In response to the controversy, he sold off the remainder of his holdings last fall in the pension management firm, which were worth about $21 million.
He promised to place his other substantial assets in a blind trust. Morneau donated to charity the difference between what the shares were worth at the time of the sale and their value in 2015 when he was first elected — estimated at about $5 million.
Dawson also fined Morneau $200 for failing to disclose his role as a director in a private corporation that owns a villa in France. Morneau had disclosed his ownership of the villa, but — owing to what his office called an administrative oversight — failed to mention the ownership structure itself.
On Monday, a spokeswoman for Morneau said that his office was “pleased with the outcome” of the commissioner’s latest examination.
“The minister will continue to work with the office of the ethics commissioner to ensure he is in full compliance with the rules,” Chloe Luciani-Girouard wrote in an email. “The minister has gone above and beyond the initial recommendations from the ethics commissioner by divesting all his family’s holdings in his former company.”

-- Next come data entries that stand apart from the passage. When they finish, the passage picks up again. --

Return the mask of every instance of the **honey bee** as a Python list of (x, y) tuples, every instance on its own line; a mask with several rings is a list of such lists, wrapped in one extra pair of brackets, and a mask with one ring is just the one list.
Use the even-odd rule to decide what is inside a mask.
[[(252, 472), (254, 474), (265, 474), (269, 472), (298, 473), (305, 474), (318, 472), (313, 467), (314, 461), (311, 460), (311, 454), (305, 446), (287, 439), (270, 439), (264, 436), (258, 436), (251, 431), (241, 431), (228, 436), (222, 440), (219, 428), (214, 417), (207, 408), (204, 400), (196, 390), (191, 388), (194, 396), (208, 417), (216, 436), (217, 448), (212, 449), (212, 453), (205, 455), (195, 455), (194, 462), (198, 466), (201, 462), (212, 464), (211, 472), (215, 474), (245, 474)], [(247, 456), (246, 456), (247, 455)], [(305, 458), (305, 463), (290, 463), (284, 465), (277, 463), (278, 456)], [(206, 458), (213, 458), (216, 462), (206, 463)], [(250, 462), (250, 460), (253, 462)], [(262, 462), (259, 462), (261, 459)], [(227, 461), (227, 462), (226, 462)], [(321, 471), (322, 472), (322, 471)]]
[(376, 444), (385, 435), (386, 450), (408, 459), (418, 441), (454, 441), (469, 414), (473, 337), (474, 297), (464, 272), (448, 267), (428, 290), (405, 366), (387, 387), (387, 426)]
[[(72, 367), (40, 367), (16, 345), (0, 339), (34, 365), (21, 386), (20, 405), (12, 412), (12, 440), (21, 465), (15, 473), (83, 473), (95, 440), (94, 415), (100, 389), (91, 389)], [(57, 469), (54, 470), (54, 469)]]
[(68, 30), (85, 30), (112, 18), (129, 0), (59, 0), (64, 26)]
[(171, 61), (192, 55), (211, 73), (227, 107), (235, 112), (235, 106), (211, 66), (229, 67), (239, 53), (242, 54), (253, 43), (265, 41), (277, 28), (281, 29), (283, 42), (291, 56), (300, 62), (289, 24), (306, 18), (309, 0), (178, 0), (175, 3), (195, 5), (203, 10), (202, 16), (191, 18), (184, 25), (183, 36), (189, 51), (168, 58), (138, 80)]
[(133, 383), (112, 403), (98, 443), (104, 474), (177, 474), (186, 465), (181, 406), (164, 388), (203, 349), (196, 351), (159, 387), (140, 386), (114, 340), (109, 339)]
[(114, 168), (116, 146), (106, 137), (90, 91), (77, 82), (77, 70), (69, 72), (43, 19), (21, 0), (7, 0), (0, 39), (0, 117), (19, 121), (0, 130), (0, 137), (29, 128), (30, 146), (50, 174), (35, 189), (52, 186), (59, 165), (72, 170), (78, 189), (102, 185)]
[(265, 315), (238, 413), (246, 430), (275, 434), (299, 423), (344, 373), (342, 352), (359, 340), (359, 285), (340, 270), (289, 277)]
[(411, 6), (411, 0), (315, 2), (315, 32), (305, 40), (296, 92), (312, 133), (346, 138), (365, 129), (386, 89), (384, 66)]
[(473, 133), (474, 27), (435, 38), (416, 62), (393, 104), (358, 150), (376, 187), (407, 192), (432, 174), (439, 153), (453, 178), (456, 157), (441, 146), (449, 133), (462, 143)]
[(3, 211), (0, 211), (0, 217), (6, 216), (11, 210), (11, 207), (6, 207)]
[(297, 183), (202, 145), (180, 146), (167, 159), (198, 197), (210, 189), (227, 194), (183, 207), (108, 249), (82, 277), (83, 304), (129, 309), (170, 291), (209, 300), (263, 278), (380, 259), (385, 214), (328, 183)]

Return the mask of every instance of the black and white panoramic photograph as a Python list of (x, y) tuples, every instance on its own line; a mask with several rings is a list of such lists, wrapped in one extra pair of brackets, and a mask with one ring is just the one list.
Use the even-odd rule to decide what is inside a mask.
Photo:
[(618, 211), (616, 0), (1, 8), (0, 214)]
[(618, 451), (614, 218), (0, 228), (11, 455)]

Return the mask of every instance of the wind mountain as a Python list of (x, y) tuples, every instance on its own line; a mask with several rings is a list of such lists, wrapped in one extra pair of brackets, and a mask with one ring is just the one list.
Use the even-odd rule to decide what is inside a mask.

However, Conservative finance critic Pierre Poilievre continued to say Monday that Morneau was wrong to sell his shares shortly before introducing the tax hike on the wealthiest Canadians — whether or not he actually broke conflict of interest rules.
“Conservatives believe it is unwise for ministers to buy or sell shares in the weeks immediately before the introduction of tax measures,” Poilievre said in a statement.
“Finance ministers should lead by example. It is not good enough for ministers to boast that their actions are not illegal.”